Ethanol to be used as an industrial feedstock or solvent is most often made from petrochemical feedstocks like, and it is typically produced by the acid-catalyzed hydration of ethylene (C2H4), the most produced organic compound in the world (wikipedia.com) The hydration of ethylene is represented by the chemical equation C2H4(g) + H2O(g) → CH3CH2OH(l).
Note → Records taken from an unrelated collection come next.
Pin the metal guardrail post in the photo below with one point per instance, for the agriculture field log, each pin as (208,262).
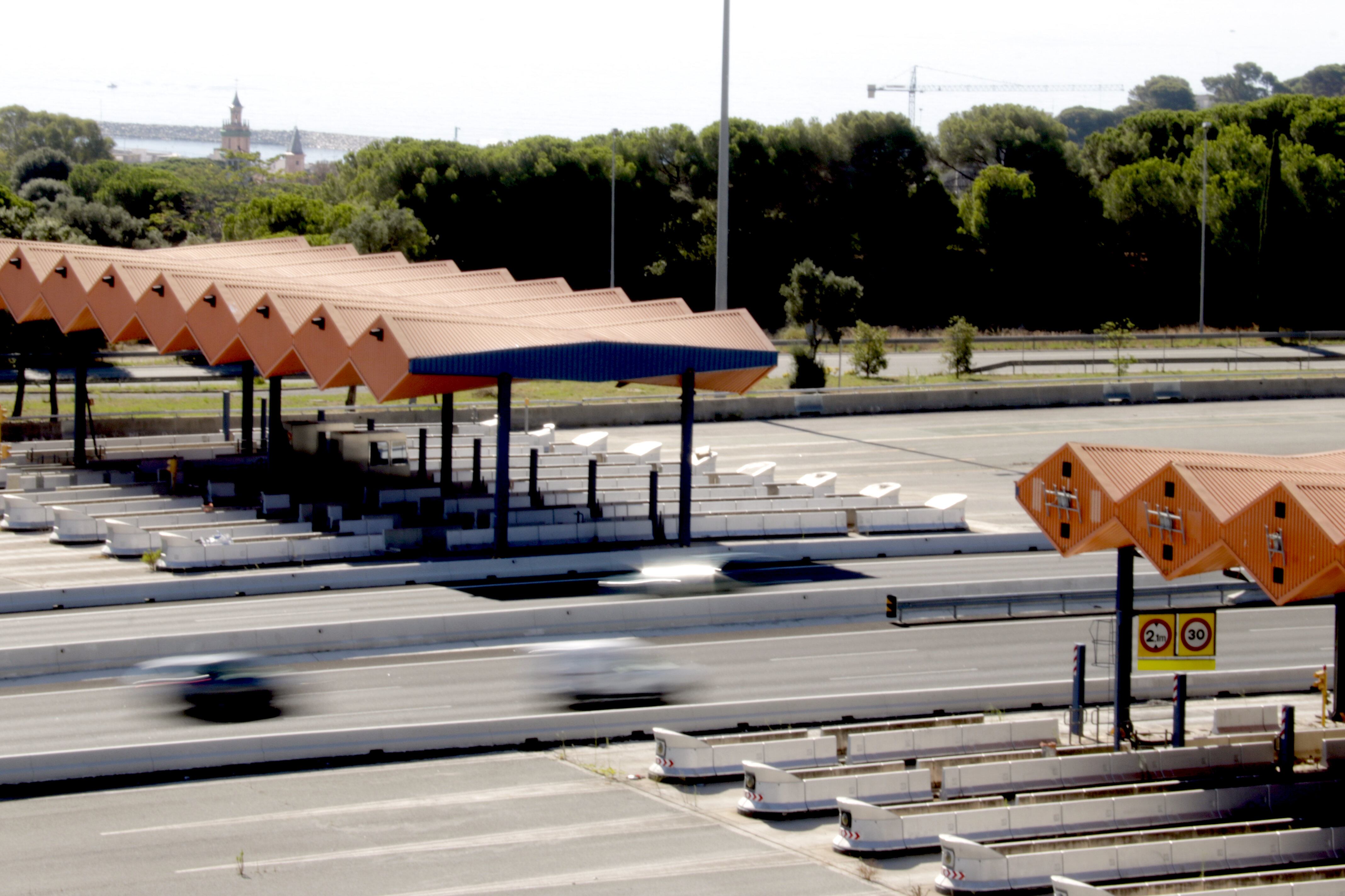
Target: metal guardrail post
(595,510)
(535,494)
(1180,709)
(503,389)
(684,501)
(1076,702)
(1286,742)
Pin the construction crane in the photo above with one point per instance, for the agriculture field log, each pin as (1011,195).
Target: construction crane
(912,89)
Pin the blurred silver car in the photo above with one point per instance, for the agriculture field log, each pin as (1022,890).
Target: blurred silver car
(209,683)
(610,670)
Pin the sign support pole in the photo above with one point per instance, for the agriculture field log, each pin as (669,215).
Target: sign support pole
(1180,709)
(1125,619)
(1076,704)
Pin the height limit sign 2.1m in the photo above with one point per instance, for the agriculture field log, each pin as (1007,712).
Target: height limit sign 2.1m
(1176,642)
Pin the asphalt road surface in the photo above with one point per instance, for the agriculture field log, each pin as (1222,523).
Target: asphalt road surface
(489,683)
(503,824)
(1017,572)
(981,454)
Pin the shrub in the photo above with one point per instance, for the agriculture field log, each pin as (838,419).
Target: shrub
(808,372)
(958,338)
(42,162)
(871,349)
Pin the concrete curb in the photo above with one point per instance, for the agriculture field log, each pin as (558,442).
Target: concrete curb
(383,575)
(214,752)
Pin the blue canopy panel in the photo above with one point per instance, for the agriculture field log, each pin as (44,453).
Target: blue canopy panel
(594,363)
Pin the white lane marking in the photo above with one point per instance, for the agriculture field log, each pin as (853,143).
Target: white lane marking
(740,861)
(505,839)
(864,653)
(923,672)
(229,603)
(528,792)
(374,712)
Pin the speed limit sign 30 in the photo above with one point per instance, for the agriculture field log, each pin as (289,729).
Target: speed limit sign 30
(1180,642)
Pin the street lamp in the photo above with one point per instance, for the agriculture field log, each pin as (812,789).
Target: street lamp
(1204,212)
(721,217)
(612,270)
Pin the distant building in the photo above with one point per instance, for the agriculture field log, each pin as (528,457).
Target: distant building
(140,157)
(291,162)
(236,136)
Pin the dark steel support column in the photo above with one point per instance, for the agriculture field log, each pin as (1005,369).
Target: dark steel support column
(1336,658)
(477,466)
(1180,709)
(654,506)
(503,388)
(276,430)
(1125,623)
(21,384)
(446,442)
(248,375)
(81,414)
(1076,704)
(684,501)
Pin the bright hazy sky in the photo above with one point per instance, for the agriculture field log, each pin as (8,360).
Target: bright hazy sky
(508,70)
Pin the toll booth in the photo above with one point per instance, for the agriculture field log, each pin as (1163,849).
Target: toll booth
(370,451)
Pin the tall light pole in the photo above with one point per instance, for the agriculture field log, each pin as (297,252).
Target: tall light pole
(1204,212)
(721,228)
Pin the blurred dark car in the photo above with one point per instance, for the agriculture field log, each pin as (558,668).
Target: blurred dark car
(210,683)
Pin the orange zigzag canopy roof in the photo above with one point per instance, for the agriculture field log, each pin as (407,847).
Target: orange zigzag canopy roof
(397,327)
(1280,518)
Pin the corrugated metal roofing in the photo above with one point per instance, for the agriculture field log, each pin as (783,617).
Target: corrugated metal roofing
(1281,518)
(447,329)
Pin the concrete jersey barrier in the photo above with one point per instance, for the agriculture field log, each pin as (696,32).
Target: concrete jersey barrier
(1105,769)
(770,792)
(873,829)
(973,868)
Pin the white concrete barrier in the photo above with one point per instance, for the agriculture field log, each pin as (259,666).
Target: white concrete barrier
(970,867)
(1234,720)
(867,829)
(769,792)
(1087,770)
(956,739)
The acid catalyst used in ethylene hydration is most commonly phosphoric acid (H3PO4), which is adsorbed (clings onto the surface) of porous supports such as diatomaceous earth or charcoal; phosphoric acid was first used for large-scale ethanol production by the Shell Oil Company in 1947.(T.Psingh, 2006) Fermentation

The process starts by milling feedstock such as sugar cane, field corn, then adding dilute sulphuric acid or amylase enzymes to break down the milled grains into complex sugars, commonly known as starches. Then Glucoamylase (An enzyme that breaks the bonds near the ends of large carbohydrates) is added to break the complex sugars into simple sugars such as those in the group Monosaccharide, eg. glucose and fructose. (Wikipedia.com) After this, yeasts like Saccharomyces cerevisiae are added to to convert the simple sugars to ethanol, by fermentation, this mixture is then distilled off to obtain up to 96 % ethanol in...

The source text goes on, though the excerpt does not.